Shortly after noon, the 160-odd high school students piled into buses for a two-and-a-half-hour trip to protest an alleged Nazi war criminal.

Once they arrived in the suburbs north of New York City, the students stood in front of Michael Gruber’s home for two hours, holding signs that read “No SS in the U.S.” and “Honk If You Hate Nazis.”

After protesting for 20 minutes, the students prayed for those Jews killed at Sachsenhausen.

The rally is no isolated event for students at the Lawrence, N.Y., school. Members of an after-school club that focuses on Jewish activism organized the demonstration against Gruber, who is accused of participating in atrocities when he was an SS guard at the Sachsenhausen concentration camp near Berlin.

“It’s hard, but it’s lot of fun. It gives you a sense that you’re doing something that’s beneficial,” said Tzvi Werblowsky, 14, a member of the club, which has about a dozen core members.
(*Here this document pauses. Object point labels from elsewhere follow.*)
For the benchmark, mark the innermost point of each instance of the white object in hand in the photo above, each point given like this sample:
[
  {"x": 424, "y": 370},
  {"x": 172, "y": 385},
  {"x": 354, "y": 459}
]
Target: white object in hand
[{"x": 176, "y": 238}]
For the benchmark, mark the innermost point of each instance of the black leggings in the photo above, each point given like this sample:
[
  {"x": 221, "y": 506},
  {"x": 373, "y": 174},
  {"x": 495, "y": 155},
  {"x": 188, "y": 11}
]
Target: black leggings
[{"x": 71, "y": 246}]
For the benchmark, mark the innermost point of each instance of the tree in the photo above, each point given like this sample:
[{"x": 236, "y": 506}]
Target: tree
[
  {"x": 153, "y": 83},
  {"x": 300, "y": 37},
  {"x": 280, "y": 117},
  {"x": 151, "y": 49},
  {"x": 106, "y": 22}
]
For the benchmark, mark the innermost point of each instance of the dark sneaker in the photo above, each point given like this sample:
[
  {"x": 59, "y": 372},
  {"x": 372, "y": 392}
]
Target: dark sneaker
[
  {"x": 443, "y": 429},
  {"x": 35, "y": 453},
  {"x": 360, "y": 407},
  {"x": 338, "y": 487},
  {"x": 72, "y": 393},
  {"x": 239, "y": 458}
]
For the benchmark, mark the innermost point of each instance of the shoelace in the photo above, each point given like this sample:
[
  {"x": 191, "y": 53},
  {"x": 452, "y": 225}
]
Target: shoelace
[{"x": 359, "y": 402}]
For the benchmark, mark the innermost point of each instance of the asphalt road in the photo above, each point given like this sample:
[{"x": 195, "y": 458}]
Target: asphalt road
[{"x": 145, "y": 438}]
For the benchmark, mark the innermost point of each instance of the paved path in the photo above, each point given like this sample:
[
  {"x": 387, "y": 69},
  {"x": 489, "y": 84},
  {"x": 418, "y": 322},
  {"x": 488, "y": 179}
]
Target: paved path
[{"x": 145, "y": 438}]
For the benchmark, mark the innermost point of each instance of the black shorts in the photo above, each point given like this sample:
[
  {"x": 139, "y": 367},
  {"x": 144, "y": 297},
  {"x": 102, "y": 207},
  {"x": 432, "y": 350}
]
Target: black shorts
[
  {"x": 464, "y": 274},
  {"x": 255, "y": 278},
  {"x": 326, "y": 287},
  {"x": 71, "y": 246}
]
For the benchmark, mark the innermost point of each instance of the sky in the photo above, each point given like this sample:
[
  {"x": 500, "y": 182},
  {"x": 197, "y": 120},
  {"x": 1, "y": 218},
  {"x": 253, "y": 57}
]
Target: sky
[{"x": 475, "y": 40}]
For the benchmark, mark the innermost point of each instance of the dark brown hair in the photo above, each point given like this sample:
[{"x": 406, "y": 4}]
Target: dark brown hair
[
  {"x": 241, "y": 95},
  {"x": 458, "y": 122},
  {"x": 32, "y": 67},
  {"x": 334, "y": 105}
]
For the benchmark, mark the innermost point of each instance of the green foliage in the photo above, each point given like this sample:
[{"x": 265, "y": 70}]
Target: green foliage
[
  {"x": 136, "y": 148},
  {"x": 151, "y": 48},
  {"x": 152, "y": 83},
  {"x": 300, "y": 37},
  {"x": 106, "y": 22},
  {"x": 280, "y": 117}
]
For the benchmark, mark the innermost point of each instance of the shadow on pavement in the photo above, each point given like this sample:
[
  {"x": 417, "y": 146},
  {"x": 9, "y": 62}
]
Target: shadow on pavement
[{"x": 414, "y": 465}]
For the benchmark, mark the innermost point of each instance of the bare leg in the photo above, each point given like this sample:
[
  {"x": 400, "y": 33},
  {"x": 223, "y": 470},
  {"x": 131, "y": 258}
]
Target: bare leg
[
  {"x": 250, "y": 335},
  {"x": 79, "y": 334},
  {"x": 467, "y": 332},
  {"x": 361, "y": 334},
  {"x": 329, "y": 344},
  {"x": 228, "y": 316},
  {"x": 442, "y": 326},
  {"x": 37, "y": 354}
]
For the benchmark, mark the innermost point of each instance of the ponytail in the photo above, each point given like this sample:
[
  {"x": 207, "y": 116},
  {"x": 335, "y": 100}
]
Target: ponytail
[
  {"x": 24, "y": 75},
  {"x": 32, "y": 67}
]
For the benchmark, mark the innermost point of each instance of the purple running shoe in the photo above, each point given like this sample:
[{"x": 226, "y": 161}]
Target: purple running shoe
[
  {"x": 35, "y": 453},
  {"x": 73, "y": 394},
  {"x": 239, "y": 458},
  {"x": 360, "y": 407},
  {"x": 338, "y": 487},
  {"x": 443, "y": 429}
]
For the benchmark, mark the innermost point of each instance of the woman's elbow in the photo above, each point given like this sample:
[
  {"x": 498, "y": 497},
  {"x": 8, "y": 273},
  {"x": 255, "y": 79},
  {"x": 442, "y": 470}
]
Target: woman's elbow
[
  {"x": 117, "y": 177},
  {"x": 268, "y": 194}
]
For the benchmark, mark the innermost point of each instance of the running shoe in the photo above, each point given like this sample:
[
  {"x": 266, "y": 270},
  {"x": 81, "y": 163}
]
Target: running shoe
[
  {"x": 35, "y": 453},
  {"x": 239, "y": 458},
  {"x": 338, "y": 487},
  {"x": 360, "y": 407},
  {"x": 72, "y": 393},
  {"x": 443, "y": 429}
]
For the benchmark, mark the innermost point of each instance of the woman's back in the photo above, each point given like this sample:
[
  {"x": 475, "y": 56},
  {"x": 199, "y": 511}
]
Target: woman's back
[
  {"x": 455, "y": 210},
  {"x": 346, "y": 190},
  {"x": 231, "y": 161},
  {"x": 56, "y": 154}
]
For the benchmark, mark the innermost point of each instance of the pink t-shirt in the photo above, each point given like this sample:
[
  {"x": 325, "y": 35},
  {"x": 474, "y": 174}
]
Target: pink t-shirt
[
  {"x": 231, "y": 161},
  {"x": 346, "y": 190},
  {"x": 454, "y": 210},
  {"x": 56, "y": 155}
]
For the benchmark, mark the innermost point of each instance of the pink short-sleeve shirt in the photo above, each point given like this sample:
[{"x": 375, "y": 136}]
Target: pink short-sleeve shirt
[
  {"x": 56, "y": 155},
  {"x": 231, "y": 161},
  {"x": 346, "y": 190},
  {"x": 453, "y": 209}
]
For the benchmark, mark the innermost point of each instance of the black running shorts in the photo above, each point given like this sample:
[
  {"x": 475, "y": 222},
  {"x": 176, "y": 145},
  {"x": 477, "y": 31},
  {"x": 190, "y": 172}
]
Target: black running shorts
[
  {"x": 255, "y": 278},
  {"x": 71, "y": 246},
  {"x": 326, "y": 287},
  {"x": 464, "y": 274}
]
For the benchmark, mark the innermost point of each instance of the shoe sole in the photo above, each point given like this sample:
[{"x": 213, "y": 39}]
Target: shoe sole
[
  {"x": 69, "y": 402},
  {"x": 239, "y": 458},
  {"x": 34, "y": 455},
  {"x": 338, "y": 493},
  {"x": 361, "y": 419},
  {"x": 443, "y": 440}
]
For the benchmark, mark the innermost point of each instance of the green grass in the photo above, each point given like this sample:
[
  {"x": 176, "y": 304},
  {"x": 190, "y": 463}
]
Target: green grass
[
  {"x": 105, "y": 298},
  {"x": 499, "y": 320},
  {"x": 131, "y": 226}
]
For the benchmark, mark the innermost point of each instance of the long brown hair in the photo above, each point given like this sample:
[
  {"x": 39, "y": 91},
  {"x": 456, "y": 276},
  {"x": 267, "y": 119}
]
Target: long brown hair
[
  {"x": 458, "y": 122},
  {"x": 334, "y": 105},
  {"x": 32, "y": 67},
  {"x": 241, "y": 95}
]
For the students, the club teaches a multileveled lesson. In addition to learning about the history of the Holocaust and the atrocities the individuals are accused of committing, they experience firsthand the judicial and political processes, from arranging a police escort to writing press releases and speaking to politicians about the event.

The activism is the brainchild of the school’s principal, Rabbi Zev Friedman. The child of Holocaust survivors, Friedman was motivated by a 1995 article in the Boston Globe about a man who had allegedly committed war crimes in Lithuania. Friedman organized his students into a protest, taking them to the Boston suburb where alleged war criminal Aleksandras Lileikis lived.

Friedman didn’t stop there. With the students, he held a rally at the Lithuanian Consulate in New York, calling on them to extradite Lileikis, who is accused of crimes when he headed the wartime Lithuanian security police. The school also held a meeting with Lithuanian officials at the consulate.

The cause gained the support of then-Rep. Charles Schumer. The Democrat from New York met with the Lithuanian ambassador to the United States, saying the Baltic nation’s refusal to extradite him was unacceptable.

In 1996, the students got their wish when Lileikis was extradited to Lithuania. Since then, a lengthy judicial process has begun. Liliekis’ trial was delayed again in September, when a judge suspended the trial, citing the poor health of Lileikis, 92.

In 1996, the students traveled to Philadelphia to protest Jonas Stelmokas, another alleged Lithuanian war criminal. But Stelmokas died before he could be extradited.

“I can’t say we get any credit for it, but I would love to believe that he had a lot of sleepless nights because of us,” Friedman said, speaking like a man on a crusade.

Since then, the students have protested several other alleged Nazis living in the United States. Last year they called for a tourism boycott of Costa Rica to protest that country’s harboring of Bodhan Koziy, who has lived in the Central American country since 1984, when he learned that he would be deported from the United States to his native Ukraine.

Nazi-hunter Eli Rosenbaum has even addressed the school, telling the students about his work with the Justice Department’s Office of Special Investigations.

“They do a terrific job of Holocaust education there. They do an excellent job of instilling the students with a sense of civic duty,” said Rosenbaum.

The students do much of their work on their own free time. Several students spent part of the weekend and Monday night at the school, making the posters for the protest.

“I view our high school as one that wants to teach more than book knowledge. It’s one that’s training the leaders of the Jewish community. If you want to be a leader in the Jewish community, you have to be active, you have to work through the political process,” Friedman said.

For Werblowsky, the club’s mission is also a personal one since some of his grandmother’s sister and brothers died at Auschwitz.

“Now I feel like I’ve done something to make her proud.”